Yes, "Southland Tales" is trying to strike a difficult tone - spoof satire apocalypse drama sci-fi messianic pulp noir thriller Marxist-Socialist revolution - but is it a tone that should ever be struck? There are some funny parts in the film, but so many of them are played so slowly, sometimes with slow-motion music scenes. Slow-motion music scenes are never going to be funny. They used to seem deep, back when Kelly shot this scene in "Donnie Darko." Now that everyone can make a movie, we all know how easy a scene like that actually is. Get a bunch of people. Move the camera around them. Set it to slow motion. Turn off the volume and throw in a Tears for Fears song. Depth!

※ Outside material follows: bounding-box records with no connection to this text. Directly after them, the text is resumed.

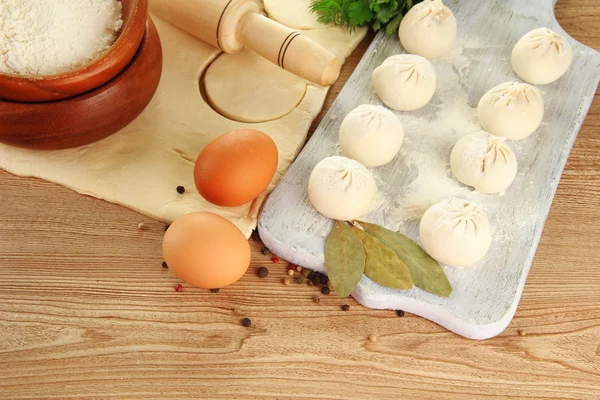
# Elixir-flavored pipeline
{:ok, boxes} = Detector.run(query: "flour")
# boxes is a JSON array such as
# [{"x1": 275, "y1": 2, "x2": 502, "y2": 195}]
[{"x1": 0, "y1": 0, "x2": 123, "y2": 76}]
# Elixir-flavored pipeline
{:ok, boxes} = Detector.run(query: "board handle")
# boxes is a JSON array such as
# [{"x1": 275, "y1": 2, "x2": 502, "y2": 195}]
[{"x1": 238, "y1": 13, "x2": 342, "y2": 86}]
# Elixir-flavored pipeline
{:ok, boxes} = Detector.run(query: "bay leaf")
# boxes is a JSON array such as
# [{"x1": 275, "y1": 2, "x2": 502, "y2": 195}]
[
  {"x1": 360, "y1": 222, "x2": 452, "y2": 297},
  {"x1": 325, "y1": 221, "x2": 366, "y2": 297},
  {"x1": 354, "y1": 227, "x2": 413, "y2": 289}
]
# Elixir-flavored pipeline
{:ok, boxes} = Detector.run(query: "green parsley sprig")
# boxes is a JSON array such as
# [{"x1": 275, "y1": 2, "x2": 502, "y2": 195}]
[{"x1": 310, "y1": 0, "x2": 422, "y2": 35}]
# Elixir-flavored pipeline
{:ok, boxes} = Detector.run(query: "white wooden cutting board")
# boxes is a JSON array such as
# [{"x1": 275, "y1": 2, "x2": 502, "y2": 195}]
[{"x1": 259, "y1": 0, "x2": 600, "y2": 339}]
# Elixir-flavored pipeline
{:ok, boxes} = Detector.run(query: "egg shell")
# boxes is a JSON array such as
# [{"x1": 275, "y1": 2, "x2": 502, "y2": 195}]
[
  {"x1": 162, "y1": 212, "x2": 250, "y2": 289},
  {"x1": 194, "y1": 129, "x2": 278, "y2": 207}
]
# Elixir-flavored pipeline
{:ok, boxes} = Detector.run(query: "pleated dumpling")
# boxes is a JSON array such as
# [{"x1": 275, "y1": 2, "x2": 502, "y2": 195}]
[
  {"x1": 450, "y1": 131, "x2": 517, "y2": 194},
  {"x1": 477, "y1": 82, "x2": 544, "y2": 140},
  {"x1": 308, "y1": 156, "x2": 377, "y2": 221},
  {"x1": 512, "y1": 28, "x2": 573, "y2": 85},
  {"x1": 398, "y1": 0, "x2": 456, "y2": 60},
  {"x1": 419, "y1": 198, "x2": 492, "y2": 267}
]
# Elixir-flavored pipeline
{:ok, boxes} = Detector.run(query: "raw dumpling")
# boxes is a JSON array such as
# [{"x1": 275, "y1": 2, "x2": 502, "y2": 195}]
[
  {"x1": 512, "y1": 28, "x2": 573, "y2": 85},
  {"x1": 450, "y1": 131, "x2": 517, "y2": 194},
  {"x1": 308, "y1": 156, "x2": 377, "y2": 221},
  {"x1": 398, "y1": 0, "x2": 456, "y2": 60},
  {"x1": 477, "y1": 82, "x2": 544, "y2": 140},
  {"x1": 419, "y1": 198, "x2": 492, "y2": 267},
  {"x1": 339, "y1": 104, "x2": 404, "y2": 167},
  {"x1": 372, "y1": 54, "x2": 436, "y2": 111}
]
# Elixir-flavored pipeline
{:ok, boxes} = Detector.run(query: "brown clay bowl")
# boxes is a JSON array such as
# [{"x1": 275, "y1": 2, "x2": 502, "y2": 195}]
[
  {"x1": 0, "y1": 18, "x2": 162, "y2": 150},
  {"x1": 0, "y1": 0, "x2": 148, "y2": 103}
]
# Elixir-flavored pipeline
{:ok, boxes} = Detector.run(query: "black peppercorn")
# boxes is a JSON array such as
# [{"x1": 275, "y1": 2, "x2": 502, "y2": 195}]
[{"x1": 258, "y1": 267, "x2": 269, "y2": 278}]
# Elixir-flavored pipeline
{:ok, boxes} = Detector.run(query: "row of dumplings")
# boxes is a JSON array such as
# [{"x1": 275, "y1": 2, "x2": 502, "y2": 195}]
[{"x1": 308, "y1": 0, "x2": 572, "y2": 267}]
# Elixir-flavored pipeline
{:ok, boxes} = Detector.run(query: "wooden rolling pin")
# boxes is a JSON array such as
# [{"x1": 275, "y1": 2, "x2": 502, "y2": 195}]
[{"x1": 149, "y1": 0, "x2": 341, "y2": 86}]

This movie makes me angry. It makes me angry because the three things that I like about it - Sarah Michelle Gellar, Justin Timberlake's dance number, and the look on the Rock's face - are almost enough to make me want to like the movie. They are so good but so unearned. The dance number would be just as effective if it were as a two minute youtube video. Sarah Michelle Gellar's performance could be cut down to five minutes and packaged as a trailer, "Krista Now: Porn Star Activist!" and everyone would want to see that movie. The few things that are great about this film have nothing to do with it being a film. There's never a moment, like at the end of "There Will Be Blood," or hell, "Donnie Darko," where you can feel the full weight of all that has come before pressing through your eyes into your soul. There's no moment that makes you believe this movie actually happened.

"Southland Tales" isn't a film. It's a great soundtrack with some cool album artwork and a shitty name. Richard Kelly must be a genius, because a lobotomized chimpanzee couldn't make a movie this bad.

3 comments:

Franchikov St. Franchikov said...

I -- can't believe you have the stones to put this shitty film on the same level as Life Aquatic. Life Aquatic is brilliant, but if you're going to be a dick about it, you have to admit it's at least pretty. Southland Tales is unwatchable shit, worst movie I've seen in years.

Franchikov St. Franchikov said...

I -- can't believe you have the stones to put this shitty film on the same level as Life Aquatic. Life Aquatic is brilliant, but if you're going to be a dick about it, you have to admit it's at least pretty. Southland Tales is unwatchable shit, worst movie I've seen in years.

Pat R said...

Dwayne Johnson and J.Timberlake are surprisingly talented actors; but i'm still trying to figure out what Southland Tales was about... maybe it's really obvious, i.e. life in Los Angeles is blurred, cluttered, flashy and not always meaningful.